The Islamic State in Congo
This report systematically examines how the efforts of the Islamic State to expand globally and the aspirations of Musa Baluku’s Allied Democratic Forces (ADF) merged in a mix of push and pull factors that resulted in the ADF becoming the Democratic Republic of the Congo (DRC) chapter of the Islamic State in Central Africa Province (ISCAP). Based largely on primary sources, including a unique collection of defector and local source accounts, it tracks the ADF’s evolution from its Ugandan origins to being part of a formal province of the Islamic State, revealing unique insights into the group’s inner workings and its efforts to build transnational networks to support its operations.
Tara Candland, Adam Finck, Haroro J. Ingram, Laren Poole, Lorenzo Vidino & Caleb Weiss for the Program on Extremism with a new report.
What Have We Learned About Learning? Unpacking the Relationship Between Knowledge and Organisational Change in Development Agencies
This paper presents an analytical framework for interrogating “the learning hypothesis”, breaking it down into causal steps: knowledge causes learning, learning causes organisational change, change causes effectiveness. The framework focuses on the first two sub-hypotheses, mapping out the conceptual space around them by outlining potential relationships between different types of knowledge – tacit and explicit, internal and external – and between different types of learning – operational and strategic. This map provides a foundation for three key research questions: What impact has the rising knowledge agenda had on development organisations? Which factors appear to enable or inhibit organisational learning? What is the relationship between operational and strategic learning and organisational change?
Pablo Yanguas with a new paper for the German Development Institute that offers a great overview over the latest debates in #globaldev learning!

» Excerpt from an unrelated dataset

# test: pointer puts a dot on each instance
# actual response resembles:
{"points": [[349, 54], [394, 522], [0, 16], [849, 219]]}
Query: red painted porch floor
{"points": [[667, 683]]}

Robotics, AI, and Humanity-Science, Ethics, and Policy
The emergent technologies have for instance implications within medicine and health care, employment, transport, manufacturing, agriculture, and armed conflict. While there has been considerable attention devoted to robotics/AI applications in each of these domains, a fuller picture of their connections and the possible consequences for our shared humanity seems needed. This volume covers multidisciplinary research, examines current research frontiers in AI/robotics and likely impacts on societal well-being, human – robot relationships, as well as the opportunities and risks for sustainable development and peace.
Joachim von Braun, Margaret S. Archer, Gregory M. Reichberg & Marcelo Sánchez Sorondo with a new open access book from Springer; interesting topic & different take on the subject, but a bit heavy on male & Western contributors, though...
What we were reading 5 years ago
(Link review 187, 17 June 2016)
Angus Deaton does not like aid-but he likes the World Bank of 1996
Some of the better World Bank staff say "We know how to build accountable institutions. If a country wants to have them, they can ask us for advice". Maybe that is a way to really help.
Q: That would be a new role for the World Bank.
Yes. I think the World Bank should become a huge consultancy firm that should collect the immense knowledge about development that has been accumulated over decades. They have many great professionals who know how to build damns or privatize water suppliers. If a government wants o undertake such a project, they could ask the World Bank what works in other countries and what does not.
Me on an interview with Deaton which does not seem to have aged well given current discussions on IO leadership, decolonization and localization...

Despair Fatigue
It appears that the entire political class has become trapped in the bizarrely successful narrative that swept the Tories into power after the crash of 2008 and still sustains them long after its consequences have run beyond any sort of humanity or common sense.
R.I.P. David Graeber.

The potential role of newsletters in community building
what role could a newsletter play, if it had an explicit community focus?
Zara Rahman on the power of newsletters before everybody had one & Substack came along as well.